Os spas que oferecem massagem com óleo de cannabis e os mais de 7.000 dispensários de venda da erva e outros negócios canábicos espalhados pelo país fizeram o turismo do país crescer ainda mais, sobretudo com cidadãos de outros lugares da Ásia, especialmente os chineses e os australianos.
A Tailândia é uma festa da maconha desde junho de 2022, quando se tornou o 1º país da Ásia a legalizar a erva. Foi uma festa de pura ostentação, que começou com o governo distribuindo 1 milhão de mudas da planta para que os cidadãos plantassem para o seu próprio consumo. Daí em diante, cresceu tal como a franquia de mercados Oxxo no Brasil.
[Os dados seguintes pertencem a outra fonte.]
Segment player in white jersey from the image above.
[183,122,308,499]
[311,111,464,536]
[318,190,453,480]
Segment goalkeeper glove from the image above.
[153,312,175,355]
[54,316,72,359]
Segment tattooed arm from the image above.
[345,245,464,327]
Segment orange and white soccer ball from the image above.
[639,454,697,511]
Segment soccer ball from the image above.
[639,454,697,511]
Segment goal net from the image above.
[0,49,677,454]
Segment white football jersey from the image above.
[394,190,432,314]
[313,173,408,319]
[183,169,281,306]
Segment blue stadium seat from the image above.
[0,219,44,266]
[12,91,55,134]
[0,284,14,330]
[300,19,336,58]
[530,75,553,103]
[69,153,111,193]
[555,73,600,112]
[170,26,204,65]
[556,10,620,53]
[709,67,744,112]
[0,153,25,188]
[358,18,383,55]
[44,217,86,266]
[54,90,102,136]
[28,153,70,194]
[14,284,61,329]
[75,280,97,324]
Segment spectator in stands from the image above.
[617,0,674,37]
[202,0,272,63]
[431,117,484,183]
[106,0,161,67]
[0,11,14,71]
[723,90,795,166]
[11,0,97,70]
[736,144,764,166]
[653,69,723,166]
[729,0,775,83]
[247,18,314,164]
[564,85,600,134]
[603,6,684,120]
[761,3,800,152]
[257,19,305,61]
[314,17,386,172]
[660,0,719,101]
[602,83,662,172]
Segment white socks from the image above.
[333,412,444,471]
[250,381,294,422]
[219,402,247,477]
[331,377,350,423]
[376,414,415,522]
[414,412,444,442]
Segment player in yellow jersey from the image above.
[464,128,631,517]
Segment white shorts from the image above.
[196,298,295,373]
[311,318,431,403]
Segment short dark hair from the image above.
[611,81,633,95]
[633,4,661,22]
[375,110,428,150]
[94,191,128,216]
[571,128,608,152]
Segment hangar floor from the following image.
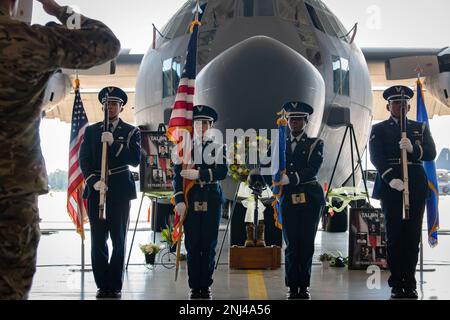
[29,202,450,300]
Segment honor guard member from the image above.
[369,86,436,298]
[80,87,141,298]
[281,101,325,299]
[173,106,228,299]
[0,0,120,300]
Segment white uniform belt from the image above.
[387,159,422,166]
[94,165,129,176]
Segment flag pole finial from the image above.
[75,70,80,90]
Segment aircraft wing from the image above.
[362,48,450,120]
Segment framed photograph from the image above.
[140,130,173,192]
[348,208,388,270]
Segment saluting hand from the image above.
[102,131,114,145]
[280,174,291,186]
[389,179,405,192]
[398,138,414,153]
[175,202,186,221]
[37,0,61,16]
[94,181,108,192]
[180,169,200,180]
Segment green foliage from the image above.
[319,251,348,268]
[139,242,161,254]
[48,170,68,191]
[161,225,175,247]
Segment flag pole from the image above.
[416,72,436,285]
[70,74,92,274]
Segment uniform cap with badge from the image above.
[283,101,314,121]
[98,87,128,106]
[383,86,414,102]
[193,105,218,122]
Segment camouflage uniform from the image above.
[0,7,120,299]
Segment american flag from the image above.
[67,83,89,239]
[167,10,202,240]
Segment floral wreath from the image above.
[228,136,270,183]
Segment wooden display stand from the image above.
[230,246,281,270]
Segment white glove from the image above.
[175,202,186,221]
[180,169,200,180]
[280,174,291,186]
[102,131,114,145]
[398,138,414,153]
[389,179,405,191]
[94,181,108,191]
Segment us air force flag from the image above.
[417,79,439,247]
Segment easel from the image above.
[325,123,371,205]
[215,182,241,270]
[125,192,173,270]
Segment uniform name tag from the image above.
[194,201,208,212]
[292,193,306,204]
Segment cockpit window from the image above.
[276,0,310,25]
[332,56,350,96]
[240,0,274,17]
[305,3,325,32]
[305,0,347,41]
[162,57,181,98]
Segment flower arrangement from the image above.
[228,136,270,183]
[319,251,348,268]
[319,253,333,262]
[139,243,161,254]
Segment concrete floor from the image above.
[29,228,450,300]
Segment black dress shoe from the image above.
[95,289,109,299]
[200,288,211,299]
[298,287,311,299]
[287,287,299,300]
[108,290,122,299]
[405,289,419,299]
[391,288,405,299]
[189,289,202,299]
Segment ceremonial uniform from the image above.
[173,106,228,298]
[0,7,120,300]
[281,102,325,298]
[80,87,141,297]
[369,86,436,293]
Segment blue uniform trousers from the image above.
[184,184,223,289]
[381,199,425,289]
[88,193,130,290]
[282,200,322,288]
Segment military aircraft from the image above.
[135,0,450,195]
[15,0,450,196]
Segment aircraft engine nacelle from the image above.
[42,72,72,110]
[425,72,450,108]
[194,36,325,136]
[386,48,450,107]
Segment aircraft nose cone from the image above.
[195,36,325,135]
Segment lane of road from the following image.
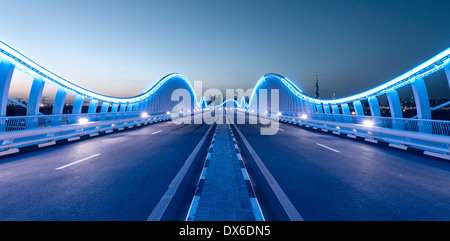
[0,118,209,220]
[237,112,450,220]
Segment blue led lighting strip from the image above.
[0,41,203,106]
[246,48,450,108]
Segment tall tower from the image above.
[316,70,319,99]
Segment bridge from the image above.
[0,42,450,221]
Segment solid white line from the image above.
[234,125,303,221]
[316,143,340,152]
[56,153,100,170]
[147,125,214,221]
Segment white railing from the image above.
[0,112,176,152]
[274,113,450,155]
[0,111,168,133]
[298,113,450,136]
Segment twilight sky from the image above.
[0,0,450,99]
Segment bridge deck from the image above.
[187,121,262,221]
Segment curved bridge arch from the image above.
[0,42,203,116]
[245,48,450,119]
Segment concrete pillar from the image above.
[72,95,84,114]
[316,104,323,113]
[27,77,45,115]
[111,104,119,113]
[331,105,341,115]
[323,105,331,114]
[353,100,364,116]
[368,96,381,116]
[411,77,431,119]
[0,59,14,116]
[119,104,127,112]
[386,90,403,118]
[88,100,98,113]
[444,59,450,88]
[341,104,352,115]
[52,88,67,115]
[100,102,109,113]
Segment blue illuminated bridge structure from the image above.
[0,42,450,222]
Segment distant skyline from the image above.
[0,0,450,99]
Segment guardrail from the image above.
[0,112,171,133]
[0,112,175,151]
[296,113,450,136]
[237,109,450,155]
[278,114,450,155]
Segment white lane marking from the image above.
[234,125,303,221]
[316,143,340,152]
[56,153,101,170]
[147,125,213,221]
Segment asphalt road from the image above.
[232,114,450,221]
[0,111,450,221]
[0,118,209,221]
A tal festa, que rolava solta havia 18 meses, agora tem um vizinho chato, com o qual será preciso negociar. Não é que a festa vá acabar, mas já não vai dar pra fazer tanto barulho depois das 22 horas…
Em outras palavras, chegou a hora de regulamentar o oba-oba. Estabelecer, por exemplo, a quantidade permitida de maconha em voos internos. Hoje, qualquer pessoa pode voar com qualquer quantidade da substância. A regulamentação é um processo natural em todos os mercados legalizados da maconha no mundo. Não representa, necessariamente, um retrocesso terrível, como acham alguns. É um momento de revisão e definição de regras que, até então, quase inexistiam.
Os mercados globais de cannabis que observam o processo da Tailândia têm muito a aprender. Talvez, a maior lição seja: quem entrar 1º pode garantir posição privilegiada quando a nova indústria finalmente se assentar. Por isso, é bom que empresários e investidores brasileiros que pretendem entrar no ramo da cannabis e ainda não deram o salto reflitam sobre esse timing. Será preciso estarem atentos, com operação preparada e, preferivelmente, já lançada para agarrar a oportunidade assim que ela surgir.
Isso pode acontecer amanhã ou depois, sem exagero no termo, com a divulgação do entendimento do STJ (Superior Tribunal de Justiça) sobre o mérito do cultivo de cannabis em território nacional para fins industriais ou medicinais. Pode parecer que não, mas o Brasil já está em pleno processo de legalização de todos os usos, inclusive o recreativo. Quem ainda não percebeu isso está marcando touca.